Im Oktober dann gaben gleich zwei Fahrzeuge des Vereins, die für die Tafel und die Möbelbörse gebraucht werden, den Dienst auf. Die Reparaturen verschlangen 8000 Euro. Angelika Sedlick: „Wir hätten das alles irgendwie hinkriegen können, doch der Umzug an einen neuen Standort und die vorhergehenden Umbaumaßnahmen hatten unsere Reserven aufgebraucht.“

Denn neben dem alten Standort in Dammzollstraße konnte der Verein nun auch das Gebäude an der August-Bebel-Straße nutzen. An der einen Stelle blieben Fahrradwerkstatt, Möbelbörse und Kleiderkammer, an der anderen wurden Beratung für Einheimische und Flüchtlinge, Tafel und Kindertafeltisch untergebracht.

„Der zweite Standort ist wunderbar“, sagen die Mitarbeiterinnen, die Betriebskosten aber seien unerwartet hoch gewesen. Alles zusammengenommen stand der Verein kurz vor dem Ende. „Was natürlich auch mit Existenzängsten für uns selbst verbunden war“, gibt Angelika Sedlick zu. Für sie war es an der Zeit, Alarm zu schlagen. „Ich wollte mich nicht dem Vorwurf aussetzen, dass wir eine Insolvenz riskieren.“ Gegenüber der Stadt, dem Amt und dem Kreis legte sie ihre Zahlen offen – und ist bis heute glücklich über die schnelle Hilfe, die fast sofort anrollte. Die zuständigen öffentlichen Stellen haben dem Verein unter die Arme gegriffen, die Sparkasse hat zweimal in den Spendentopf gegriffen und zahlreiche Sponsoren wie auch die Teichlandstiftung haben ihre Unterstützung zugesagt.

„Manchmal standen Familien vor der Tür, die eigentlich selbst auf unsere Hilfe angewiesen sind. Die haben uns dann einige Euro an Spenden angeboten“, erinnert sich Ivonne Scheunemann. Eine Familie hat sogar auf ihren Winterurlaub verzichtet, das eingesparte Geld dem Verein gestiftet. „Das hat mich zu Tränen gerührt“, gibt Angelika Sedlick zu. Es sei ein seltsames Gefühl, plötzlich selbst Bittsteller zu sein, angewiesen auf Verständnis und Hilfe.

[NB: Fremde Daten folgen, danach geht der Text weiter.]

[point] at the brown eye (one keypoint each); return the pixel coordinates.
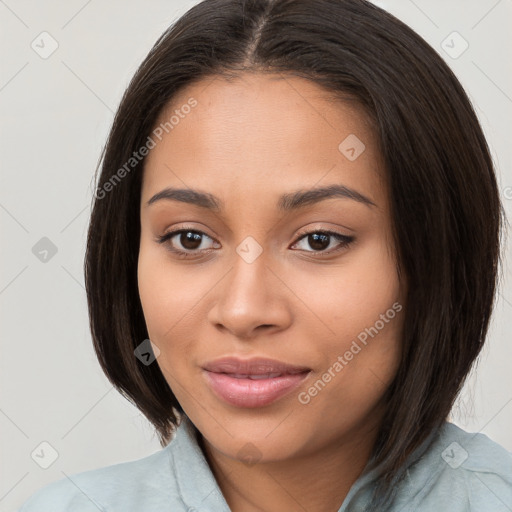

Bis heute ist sie immer wieder positiv überrascht, wie tragfähig die Netzwerke sind, die der Verein in den vergangenen Jahrzehnten geknüpft hat. Gerade erst ist der dritte Wagen des Vereins kaputt gegangen – die Werkstatt hat sofort angeboten, ihn kostenlos zu reparieren.

Inzwischen sind die Frauen zuversichtlich, dass die schweren Zeiten überstanden sind, der Verein wie gewohnt weiter arbeiten kann.

Insgesamt sind im Werg e.V. 35 ehrenamtliche und hauptamtliche Mitarbeiter beschäftigt. Zwischenzeitlich mussten drei Mitarbeiter gekündigt werden, zwei von ihnen konnten nach kurzer Arbeitslosigkeit wieder eingestellt werden. Die Tafel betreut insgesamt 260 Klienten. Auch um die 53 Geflüchteten in Peitz kümmert sich der Verein.